Liberty is part of the white power tradition in the United States.
———
When listening to a political leader, public official, and/or community organizer using Liberty to organize any effort, think twice before trusting him. (Him is appropriate here. Liberty is part of white masculinity. It’s almost always heterosexist.) They’re working in a tradition of white power, imperialism and capitalist economic theory—theory that justifies unearned poverty, war and slavery of others—that justifies the unearned ambition of the wealthiest members of society. Capitalist Libertarians are always anti-socialist, anti-anarchist. They are statists.
5. On Crass Libertarianism Wealth Redistribution:
When you talk to a capitalist about taxes and government spending, inevitably the capitalist will want to begin speaking about wealth. A common conversation is that we, as in our government acting on behalf of citizens, should be promoting (spending on and investing in) wealth creation not wealth redistribution. Never mind that the claim is unreasonable. Specifically, business owners, entrepreneurs and employers in general do not create wealth. Wealth is a capitalist word that is supposed to be a synonym with value. Wealthy people do not create value. We know how value works, but wealth, you know, is the root in wealthy. So, wealth and the wealthy go together. It’s just common sense. Right? Don’t get pulled into a discussion with such shitty use of common sense and language.
When you hear wealth, you should always insist the conversation returns to labor and value. That’s the most important thing. Capitalists do not want to talk about value. Capitalists want to argue that wealthy people create demand. We know that spending creates demand, but again, capitalists will not want to talk about spending. Capitalists will not want to talk about the fact that money in the hands of the poor is much more stimulative than money in the hands of the rich. Why? Well, for example, capitalist libertarians like to believe that 1$ wealthy people spend is worth more than 1$ poor people spend. It’s that simple. It’s an absurd debate to get into. Always insist the conversation turn to labor and value. Bring the conversation from spending, debt, and wealth back to the basic relationship between the employer and employee.
You’ll discover that the capitalists aren’t capable of discussing value and labor because they typically don’t know what they’re talking about. They haven’t done their homework. They’re simply repeating propaganda.
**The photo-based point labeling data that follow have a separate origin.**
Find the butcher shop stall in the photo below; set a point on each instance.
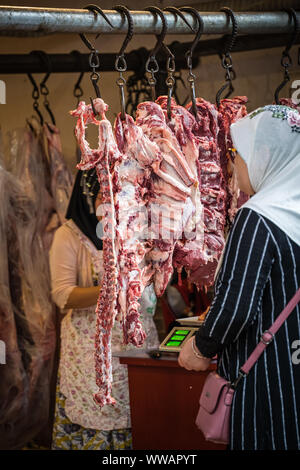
(118, 190)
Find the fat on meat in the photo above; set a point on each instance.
(174, 185)
(121, 162)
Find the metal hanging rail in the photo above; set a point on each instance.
(58, 20)
(136, 59)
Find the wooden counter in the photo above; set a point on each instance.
(164, 400)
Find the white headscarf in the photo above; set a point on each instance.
(268, 140)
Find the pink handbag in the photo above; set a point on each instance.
(216, 398)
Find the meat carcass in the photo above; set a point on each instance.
(212, 192)
(174, 205)
(189, 249)
(230, 111)
(122, 165)
(132, 180)
(220, 194)
(103, 159)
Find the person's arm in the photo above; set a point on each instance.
(245, 269)
(63, 268)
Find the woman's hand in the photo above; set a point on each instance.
(188, 359)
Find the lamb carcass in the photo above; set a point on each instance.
(174, 186)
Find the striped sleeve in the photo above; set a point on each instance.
(245, 269)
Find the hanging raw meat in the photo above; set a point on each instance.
(27, 316)
(220, 194)
(144, 178)
(290, 103)
(188, 251)
(230, 111)
(103, 159)
(175, 206)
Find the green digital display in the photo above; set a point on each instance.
(177, 338)
(182, 332)
(173, 343)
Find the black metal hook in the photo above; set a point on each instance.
(170, 81)
(35, 95)
(286, 60)
(94, 9)
(177, 11)
(77, 90)
(226, 58)
(159, 44)
(189, 54)
(120, 63)
(43, 87)
(94, 57)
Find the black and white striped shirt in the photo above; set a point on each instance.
(260, 273)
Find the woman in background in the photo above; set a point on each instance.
(76, 270)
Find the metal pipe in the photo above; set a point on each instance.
(135, 60)
(58, 20)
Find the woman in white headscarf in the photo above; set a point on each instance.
(259, 274)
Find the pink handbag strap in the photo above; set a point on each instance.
(267, 337)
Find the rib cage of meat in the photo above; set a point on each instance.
(164, 205)
(174, 192)
(103, 159)
(219, 192)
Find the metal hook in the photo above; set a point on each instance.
(226, 58)
(35, 95)
(94, 9)
(43, 87)
(77, 90)
(121, 82)
(189, 54)
(159, 44)
(94, 57)
(177, 11)
(286, 60)
(170, 81)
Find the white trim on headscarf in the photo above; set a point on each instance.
(268, 140)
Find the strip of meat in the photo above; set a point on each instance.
(188, 251)
(132, 182)
(103, 159)
(212, 194)
(171, 192)
(230, 111)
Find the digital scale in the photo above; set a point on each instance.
(177, 337)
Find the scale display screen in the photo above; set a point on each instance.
(176, 338)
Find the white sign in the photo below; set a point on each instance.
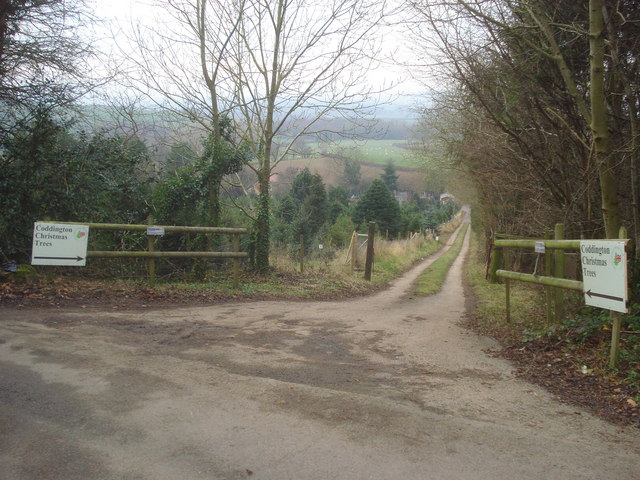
(59, 244)
(604, 273)
(155, 231)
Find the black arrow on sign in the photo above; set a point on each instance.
(602, 295)
(77, 259)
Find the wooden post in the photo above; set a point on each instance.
(151, 263)
(547, 272)
(496, 263)
(558, 271)
(616, 323)
(354, 250)
(369, 261)
(507, 289)
(302, 253)
(236, 261)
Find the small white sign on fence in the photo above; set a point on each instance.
(155, 231)
(604, 274)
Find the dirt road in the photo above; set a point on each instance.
(383, 387)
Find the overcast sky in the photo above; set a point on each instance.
(121, 12)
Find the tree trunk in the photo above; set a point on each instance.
(263, 225)
(599, 127)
See also my post from last week. I wrote:
5%, in the US, consume 80% of the capital gains income. That income is taxed at 50% of what it would taxed at if it were normal income. 1% control 40% of that capital gains income. In other words, most US citizens don’t have any access to the wealth their labor produces and a few take advantage of all that labor for their own benefit without having earned it.
When you hear a conservative or libertarian talk about personal responsibility, you’re listening to somebody fighting for the cause of the wealthiest and whitest citizens and against the well-being of the majority of citizens who have no access to it now, nor historically ever have. Personal responsibility really means work that others should do so I can continue to benefit from it and it only applies to privileged individuals who can afford to profit from others’ labor.
If you don’t see the class warfare against the poor, you’re an asshole and an idiot.
Useful primer in why libertarianism is a simmering crock of shit.